Supply Management & Procurement | Functions of Supply Chain

Supply Chain

supply chain is a network of individual functions within an organization that begins with the development of a strategic plan and ends with the delivery of a product or service. Those functions are listed below:

  1. Demand Planning
  2. Supply Management and Procurement
  3. Inventory Management
  4. Warehousing Operations
  5. Manufacturing and Service Operations
  6. Transportation Operations
  7. Customer Service Operations

Supply Management and Procurement

The procurement organization is dependent on procurement requisitions that are fed from the demand planning organization. The demand plan tells or signals the procurement organization to initiate procurement of what is needed by transmitting the requirements in an ERP system. Without linkage to the demand plan, procurement would not know what to buy and when to buy it.
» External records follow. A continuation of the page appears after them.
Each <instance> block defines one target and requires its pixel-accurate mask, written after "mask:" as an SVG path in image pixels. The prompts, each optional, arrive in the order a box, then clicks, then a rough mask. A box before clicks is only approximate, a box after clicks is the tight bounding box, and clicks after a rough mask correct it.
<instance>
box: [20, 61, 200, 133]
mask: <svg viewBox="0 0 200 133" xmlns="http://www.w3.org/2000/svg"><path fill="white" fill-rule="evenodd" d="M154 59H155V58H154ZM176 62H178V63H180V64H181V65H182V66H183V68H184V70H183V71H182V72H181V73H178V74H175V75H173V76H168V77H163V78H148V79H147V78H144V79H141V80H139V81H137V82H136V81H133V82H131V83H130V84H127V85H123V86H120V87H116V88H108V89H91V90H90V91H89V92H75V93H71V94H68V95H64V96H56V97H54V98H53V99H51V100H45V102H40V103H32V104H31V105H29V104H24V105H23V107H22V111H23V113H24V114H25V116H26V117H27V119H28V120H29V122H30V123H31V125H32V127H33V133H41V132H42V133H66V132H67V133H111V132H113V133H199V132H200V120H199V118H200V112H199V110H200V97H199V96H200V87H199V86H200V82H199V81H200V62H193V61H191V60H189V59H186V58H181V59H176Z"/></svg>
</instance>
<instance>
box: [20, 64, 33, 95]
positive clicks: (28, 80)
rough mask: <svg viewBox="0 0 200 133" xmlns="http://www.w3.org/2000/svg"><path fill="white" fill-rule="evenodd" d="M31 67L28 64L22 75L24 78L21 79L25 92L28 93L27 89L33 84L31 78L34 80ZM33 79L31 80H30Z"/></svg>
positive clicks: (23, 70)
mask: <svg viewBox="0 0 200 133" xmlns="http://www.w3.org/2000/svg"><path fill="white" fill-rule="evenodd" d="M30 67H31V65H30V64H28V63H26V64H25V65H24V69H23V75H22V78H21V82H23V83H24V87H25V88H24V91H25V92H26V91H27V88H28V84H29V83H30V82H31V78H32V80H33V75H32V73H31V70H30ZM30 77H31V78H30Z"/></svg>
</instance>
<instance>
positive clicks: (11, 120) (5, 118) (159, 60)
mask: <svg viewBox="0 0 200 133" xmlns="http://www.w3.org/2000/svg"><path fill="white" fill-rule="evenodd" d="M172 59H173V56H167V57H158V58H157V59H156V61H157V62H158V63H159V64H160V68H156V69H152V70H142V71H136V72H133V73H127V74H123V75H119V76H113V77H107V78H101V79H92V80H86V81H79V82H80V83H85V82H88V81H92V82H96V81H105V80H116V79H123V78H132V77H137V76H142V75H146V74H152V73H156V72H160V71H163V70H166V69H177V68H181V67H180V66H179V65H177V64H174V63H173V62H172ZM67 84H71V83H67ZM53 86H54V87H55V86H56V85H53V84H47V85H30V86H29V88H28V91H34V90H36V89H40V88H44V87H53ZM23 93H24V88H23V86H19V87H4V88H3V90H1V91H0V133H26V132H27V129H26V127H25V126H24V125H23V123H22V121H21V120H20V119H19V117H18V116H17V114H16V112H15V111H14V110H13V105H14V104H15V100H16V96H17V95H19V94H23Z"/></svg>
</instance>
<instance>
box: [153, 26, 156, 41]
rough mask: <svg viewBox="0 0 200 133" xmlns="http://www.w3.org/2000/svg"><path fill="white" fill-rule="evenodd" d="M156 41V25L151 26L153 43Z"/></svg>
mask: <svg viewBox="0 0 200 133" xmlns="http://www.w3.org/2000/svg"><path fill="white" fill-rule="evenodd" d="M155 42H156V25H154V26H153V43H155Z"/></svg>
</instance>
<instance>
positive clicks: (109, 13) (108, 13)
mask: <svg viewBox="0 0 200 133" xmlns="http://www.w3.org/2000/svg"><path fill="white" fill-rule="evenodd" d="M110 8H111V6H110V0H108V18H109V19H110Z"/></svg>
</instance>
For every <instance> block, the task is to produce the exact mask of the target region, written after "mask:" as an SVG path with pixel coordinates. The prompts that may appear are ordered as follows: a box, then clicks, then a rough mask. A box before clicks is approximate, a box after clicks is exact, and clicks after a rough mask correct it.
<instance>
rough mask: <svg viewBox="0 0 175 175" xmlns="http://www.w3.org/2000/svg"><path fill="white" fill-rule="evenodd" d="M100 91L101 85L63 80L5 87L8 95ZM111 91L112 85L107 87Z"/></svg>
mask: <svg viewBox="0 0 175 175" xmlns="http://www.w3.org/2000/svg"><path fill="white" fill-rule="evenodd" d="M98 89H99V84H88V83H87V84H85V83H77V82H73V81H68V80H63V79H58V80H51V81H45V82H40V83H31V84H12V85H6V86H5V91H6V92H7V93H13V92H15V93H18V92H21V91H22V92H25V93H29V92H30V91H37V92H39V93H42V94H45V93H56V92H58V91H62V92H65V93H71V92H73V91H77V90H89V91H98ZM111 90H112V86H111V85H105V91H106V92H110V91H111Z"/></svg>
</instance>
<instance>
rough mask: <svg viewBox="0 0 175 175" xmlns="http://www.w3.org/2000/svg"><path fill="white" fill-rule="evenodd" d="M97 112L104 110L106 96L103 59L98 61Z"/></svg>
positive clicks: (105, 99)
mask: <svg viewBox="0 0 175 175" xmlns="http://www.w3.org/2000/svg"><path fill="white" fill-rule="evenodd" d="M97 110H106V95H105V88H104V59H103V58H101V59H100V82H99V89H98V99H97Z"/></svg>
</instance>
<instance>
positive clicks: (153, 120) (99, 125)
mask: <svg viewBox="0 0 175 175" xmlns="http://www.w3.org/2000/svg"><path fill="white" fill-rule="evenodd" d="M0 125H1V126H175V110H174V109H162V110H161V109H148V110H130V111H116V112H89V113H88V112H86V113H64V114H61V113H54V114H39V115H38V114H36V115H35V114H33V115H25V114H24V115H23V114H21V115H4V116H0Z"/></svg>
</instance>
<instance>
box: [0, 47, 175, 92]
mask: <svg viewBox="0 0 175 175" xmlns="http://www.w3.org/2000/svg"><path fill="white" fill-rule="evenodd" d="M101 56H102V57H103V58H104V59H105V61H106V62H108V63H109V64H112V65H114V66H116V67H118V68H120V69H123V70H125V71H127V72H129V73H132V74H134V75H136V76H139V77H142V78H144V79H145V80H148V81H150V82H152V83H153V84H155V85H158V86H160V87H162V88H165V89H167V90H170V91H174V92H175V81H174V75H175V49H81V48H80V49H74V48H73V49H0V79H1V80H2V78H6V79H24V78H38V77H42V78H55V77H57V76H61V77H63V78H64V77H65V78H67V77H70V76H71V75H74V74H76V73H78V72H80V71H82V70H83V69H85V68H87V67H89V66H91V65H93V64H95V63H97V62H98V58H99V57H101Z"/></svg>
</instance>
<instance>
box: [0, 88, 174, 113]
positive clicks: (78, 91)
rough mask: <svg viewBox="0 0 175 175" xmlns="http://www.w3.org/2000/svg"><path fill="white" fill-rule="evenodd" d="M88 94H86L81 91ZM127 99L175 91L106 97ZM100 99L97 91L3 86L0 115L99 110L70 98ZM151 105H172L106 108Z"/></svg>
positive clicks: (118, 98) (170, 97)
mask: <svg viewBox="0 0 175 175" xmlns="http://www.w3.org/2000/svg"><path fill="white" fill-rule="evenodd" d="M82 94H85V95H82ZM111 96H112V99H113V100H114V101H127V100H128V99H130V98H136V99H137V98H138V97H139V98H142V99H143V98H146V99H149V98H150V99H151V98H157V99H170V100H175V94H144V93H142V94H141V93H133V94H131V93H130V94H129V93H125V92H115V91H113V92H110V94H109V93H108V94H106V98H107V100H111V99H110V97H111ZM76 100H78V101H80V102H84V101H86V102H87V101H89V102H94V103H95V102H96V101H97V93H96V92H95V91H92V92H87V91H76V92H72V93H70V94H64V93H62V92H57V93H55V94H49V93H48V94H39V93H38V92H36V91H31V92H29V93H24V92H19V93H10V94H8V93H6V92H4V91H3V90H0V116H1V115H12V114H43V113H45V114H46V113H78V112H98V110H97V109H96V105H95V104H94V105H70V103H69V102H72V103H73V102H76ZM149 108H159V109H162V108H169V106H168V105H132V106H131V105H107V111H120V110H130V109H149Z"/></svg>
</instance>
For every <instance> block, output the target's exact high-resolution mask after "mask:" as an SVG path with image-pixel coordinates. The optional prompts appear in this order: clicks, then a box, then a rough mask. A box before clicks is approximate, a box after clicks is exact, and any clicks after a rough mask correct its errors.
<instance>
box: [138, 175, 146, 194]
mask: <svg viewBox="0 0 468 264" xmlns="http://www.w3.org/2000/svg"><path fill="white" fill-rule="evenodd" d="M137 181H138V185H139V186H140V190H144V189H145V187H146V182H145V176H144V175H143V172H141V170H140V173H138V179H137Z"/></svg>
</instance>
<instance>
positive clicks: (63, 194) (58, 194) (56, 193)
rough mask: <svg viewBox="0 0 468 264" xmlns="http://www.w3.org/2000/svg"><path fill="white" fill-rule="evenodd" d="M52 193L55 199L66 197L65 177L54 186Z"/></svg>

The demand plan considers when items are needed in inventory against the supplier’s lead time (the time it takes for a supplier to deliver goods after a PO is placed).

Procurement personnel receive requirements on purchase requisitions, solicit suppliers for pricing and delivery, evaluate supplier responses using an evaluation process, negotiate to achieve best value, and make awards by issuing POs. POs are a company’s authorizing documents and financial commitments to buy products and services. The procurement organization makes sure products are accurately described by working with engineering and other internal organizations to avoid confusion about exactly what is needed.

Procurement is a function that interacts with suppliers globally to achieve the best value for an organization. Procurement personnel must consider the benefits and risks of working with suppliers in different countries. The specific issues must be managed across different time zones and cultures, and different approaches must be used to mitigate supplier disruptions like natural disasters, embargos, strikes, currency fluctuations, and military conflicts.
Procurement personnel must also manage suppliers after awarding a PO to ensure products and services are delivered on time, at the value stated on the PO, and at the correct quality level. If suppliers are not managed and open POs are not tracked, late deliveries could cause manufacturing disruptions and even delivery delays, resulting in lost sales.

Reference: Warehousing Operations Certification Track. LINCS in Supply Chain Management Consortium. May 2016. Version: v2.22.